OVERVIEW
Crop Benders is a fully playable agricultural simulation game that puts the player in control of their own evolving farm. It blends strategic planning (think: upgrades and daily limits) with real-time decision-making. The gameplay changes based on your difficulty, crop choice, and season, making each round different.
This project started as a six-milestone dev cycle and became a full-stack build: I designed the UI, coded the core engine, implemented logic for upgrades, states, and market functions, and tested everything with JUnit. Everything, including backend, frontend, animations, and interactions, was custom-built.
KEY TOPICS
Custom UI with JavaFX
State management (Game Start, Market, End Screen, etc.)
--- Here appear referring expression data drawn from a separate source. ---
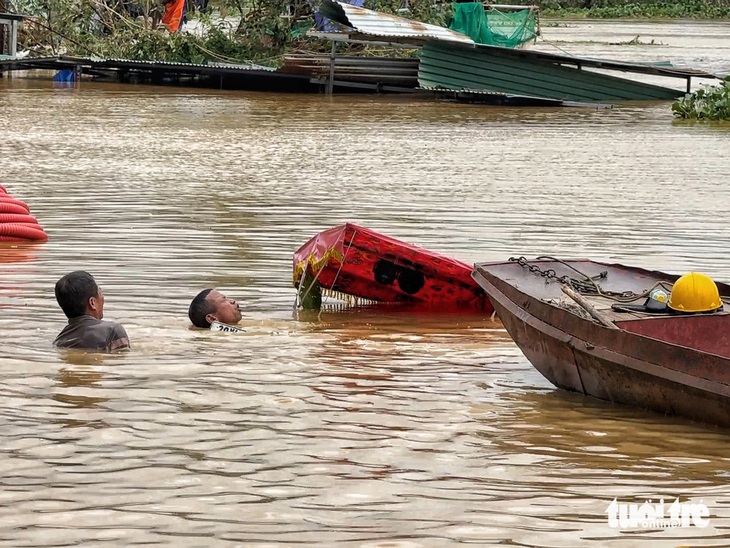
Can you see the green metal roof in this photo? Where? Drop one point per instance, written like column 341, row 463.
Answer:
column 508, row 71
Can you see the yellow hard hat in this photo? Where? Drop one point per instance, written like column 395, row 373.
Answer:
column 694, row 292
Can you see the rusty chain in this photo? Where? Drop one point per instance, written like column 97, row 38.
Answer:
column 587, row 286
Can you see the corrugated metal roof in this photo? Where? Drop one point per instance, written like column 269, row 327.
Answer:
column 452, row 66
column 385, row 26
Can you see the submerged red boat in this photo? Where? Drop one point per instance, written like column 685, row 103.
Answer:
column 359, row 262
column 605, row 330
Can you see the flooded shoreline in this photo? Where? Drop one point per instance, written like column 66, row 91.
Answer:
column 357, row 427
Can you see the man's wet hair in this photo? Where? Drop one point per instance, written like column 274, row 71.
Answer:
column 73, row 292
column 200, row 308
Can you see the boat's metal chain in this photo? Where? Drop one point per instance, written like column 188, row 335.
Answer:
column 586, row 286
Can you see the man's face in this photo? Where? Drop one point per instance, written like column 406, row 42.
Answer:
column 96, row 306
column 226, row 310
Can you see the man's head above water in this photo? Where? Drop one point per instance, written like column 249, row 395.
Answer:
column 210, row 305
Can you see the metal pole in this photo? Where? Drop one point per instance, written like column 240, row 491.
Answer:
column 13, row 38
column 3, row 32
column 331, row 82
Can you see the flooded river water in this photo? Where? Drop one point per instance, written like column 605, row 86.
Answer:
column 357, row 428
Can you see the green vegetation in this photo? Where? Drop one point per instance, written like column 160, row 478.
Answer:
column 618, row 9
column 707, row 103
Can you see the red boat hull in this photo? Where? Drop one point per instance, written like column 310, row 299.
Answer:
column 360, row 262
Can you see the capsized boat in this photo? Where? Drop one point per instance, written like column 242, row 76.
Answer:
column 359, row 262
column 600, row 329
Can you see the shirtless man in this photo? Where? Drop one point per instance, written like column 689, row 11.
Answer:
column 83, row 303
column 210, row 305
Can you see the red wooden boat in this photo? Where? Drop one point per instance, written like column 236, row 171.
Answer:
column 359, row 262
column 603, row 337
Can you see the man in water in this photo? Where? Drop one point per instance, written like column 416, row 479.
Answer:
column 210, row 305
column 83, row 303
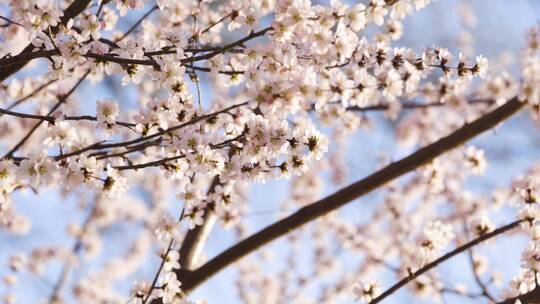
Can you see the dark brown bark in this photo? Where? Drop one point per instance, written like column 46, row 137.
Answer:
column 191, row 279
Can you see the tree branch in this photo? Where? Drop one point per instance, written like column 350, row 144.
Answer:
column 195, row 238
column 191, row 279
column 526, row 298
column 443, row 258
column 77, row 7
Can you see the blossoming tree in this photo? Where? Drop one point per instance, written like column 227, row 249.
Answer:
column 232, row 93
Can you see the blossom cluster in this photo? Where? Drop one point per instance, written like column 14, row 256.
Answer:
column 289, row 80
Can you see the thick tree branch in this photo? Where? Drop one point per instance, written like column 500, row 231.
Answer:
column 191, row 279
column 195, row 238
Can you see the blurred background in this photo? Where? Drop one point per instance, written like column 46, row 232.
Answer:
column 498, row 31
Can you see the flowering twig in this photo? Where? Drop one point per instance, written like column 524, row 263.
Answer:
column 443, row 258
column 348, row 194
Object-oriented design + clean architecture
Daily cycle and time-based limits
Upgrade systems (tools, machinery, irrigation)
Score logic + win/lose conditions
Gameplay balancing + debugging
JUnit testing for new features
Storyline
You are a farmer trying to optimize your farm! Grow your crops all throughout the seasons, upgrade your tools, and grow your farm!
Game Structure
The game runs on a daily cycle. Players either win by hitting 10,000 coins, or lose if they run out of money and all their crops die. A game over triggers a restart option. Before the game starts, users can pick their difficulty, season, and seed type to customize how challenging or fast-paced the round is. Power ups include
🌱 Dynamic Farm Expansion: Players can buy new plots that appear on-screen, with increasing costs. The UI auto-updates as your farm grows.
🚜 Tool & Machinery Upgrades: Tractors and irrigation systems boost how much you can harvest and water per day. Logic is tied to pop-up alerts when limits are hit.
Learnings
This project gave me the chance to deepen my understanding of JavaFX and game state logic, especially when it came to balancing UI clarity with system complexity. Working across both design and development helped me see how thoughtful architecture and visual feedback can shape a smoother player experience.
It also pushed me to think critically about gameplay pacing, user feedback loops, and how to debug layered interactions in a scalable way. Building Crop Benders from concept to a playable sim was a rewarding challenge that sharpened my full-stack thinking and made me even more excited to work on creative, interactive systems.